Vergunningen met betrekking tot bomen
Dunning: In grotere plantvakken met bosplantsoen zijn snelgroeiende pioniersoorten gebruikt die tijdens de jeugdfase steun en bescherming bieden aan duurzamere soorten. Om de duurzame en blijvende soort een kans te geven, moet de pioniersoort na verloop van tijd gekapt worden. Dit noemt men dunning. In die gevallen is voor het kappen geen omgevingsvergunning noodzakelijk. Wel vindt voor het uitvoeren van de dunning publicatie van de aard en de omvang van het werk plaats.
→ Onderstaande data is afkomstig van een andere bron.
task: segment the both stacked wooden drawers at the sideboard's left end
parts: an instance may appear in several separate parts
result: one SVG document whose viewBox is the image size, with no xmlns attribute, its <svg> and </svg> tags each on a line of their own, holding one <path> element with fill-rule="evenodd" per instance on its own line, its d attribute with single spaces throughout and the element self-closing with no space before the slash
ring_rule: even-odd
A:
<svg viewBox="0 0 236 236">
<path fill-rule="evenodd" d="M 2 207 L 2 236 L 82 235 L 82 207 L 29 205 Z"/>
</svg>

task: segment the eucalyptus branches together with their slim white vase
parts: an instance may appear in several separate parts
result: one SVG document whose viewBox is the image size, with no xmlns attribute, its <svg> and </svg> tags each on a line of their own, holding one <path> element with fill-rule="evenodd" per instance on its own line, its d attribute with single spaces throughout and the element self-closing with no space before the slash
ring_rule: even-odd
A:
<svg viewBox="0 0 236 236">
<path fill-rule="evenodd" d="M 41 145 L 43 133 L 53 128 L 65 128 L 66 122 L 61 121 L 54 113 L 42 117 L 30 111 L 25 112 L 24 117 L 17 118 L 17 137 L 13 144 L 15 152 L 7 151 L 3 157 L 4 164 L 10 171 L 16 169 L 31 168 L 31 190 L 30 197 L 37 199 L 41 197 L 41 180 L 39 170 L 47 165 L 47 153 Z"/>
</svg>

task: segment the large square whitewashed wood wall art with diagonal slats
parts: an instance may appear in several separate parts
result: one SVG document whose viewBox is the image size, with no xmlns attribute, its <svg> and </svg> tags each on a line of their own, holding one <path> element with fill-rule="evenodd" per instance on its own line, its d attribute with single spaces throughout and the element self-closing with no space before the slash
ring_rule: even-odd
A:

Soms is kap nodig om bomen in stand te houden die langs de weg of in een plantsoen staan als onderdeel van een grotere groep bomen. Het oogmerk van deze kap is om de overblijvende bomen meer groeiruimte te geven. Het kappen van dit soort bomen valt onder de vergunningsplicht en hier is geen sprake van dunning. Het kappen van bomen om sociaal onveilige plekken op te heffen blijft vergunningplichtig 5.6
Illegale kap of schade aan bomen
Het kan voorkomen dat bomen beschadigd worden bijvoorbeeld door een verkeersongeluk of door bouwwerkzaamheden. De politie of een andere daartoe aangestelde opsporingsbeambte kan net zoals bij illegale kap optreden en proces-verbaal opmaken. Tevens kan de overtreder bij geconstateerde illegale kap worden bestraft met een geldboete of hechtenis. Het College van Burgemeester en Wethouders (bevoegd gezag) zal de schade aan de boom verhalen op de veroorzaker. Het bepalen van de schade (boomwaarde) gebeurt door een onafhankelijke, boomtaxateur met behulp van de verbeterde methode Raad (zie bijlage 4). De afdeling Gemeentewerken zal de schadeafhandeling begeleiden. 5.7
Noodkap
Als er sprake is van direct en onmiddellijk gevaar voor de omgeving van een boom kan men toestemming krijgen voor noodkap. Er is sprake van direct gevaar als gevolg van natuurlijke groei (verkeerde onderstam) of weersomstandigheden (blikseminslag, storm) of door instabiliteit (wortelkap, bloempoteffect) bomen dusdanig scheef staan, of slecht verankerd zijn, dat zij een accuut gevaar voor de omgeving opleveren. Ook vanwege een besmettelijke ziekte als de iepziekte kan men eveneens toestemming krijgen voor noodkap. De deskundige van de gemeente zal na de melding de boom onderzoeken. Daarbij ontvangt men instructies over de verdere gang van zaken. Bij directe nood vindt publicatie achteraf plaats.
Foto: woonstraat
Vergunningen met betrekking tot bomen
5.8
Het aanvragen van de omgevingsvergunning voor het (doen) vellen van een houtopstand.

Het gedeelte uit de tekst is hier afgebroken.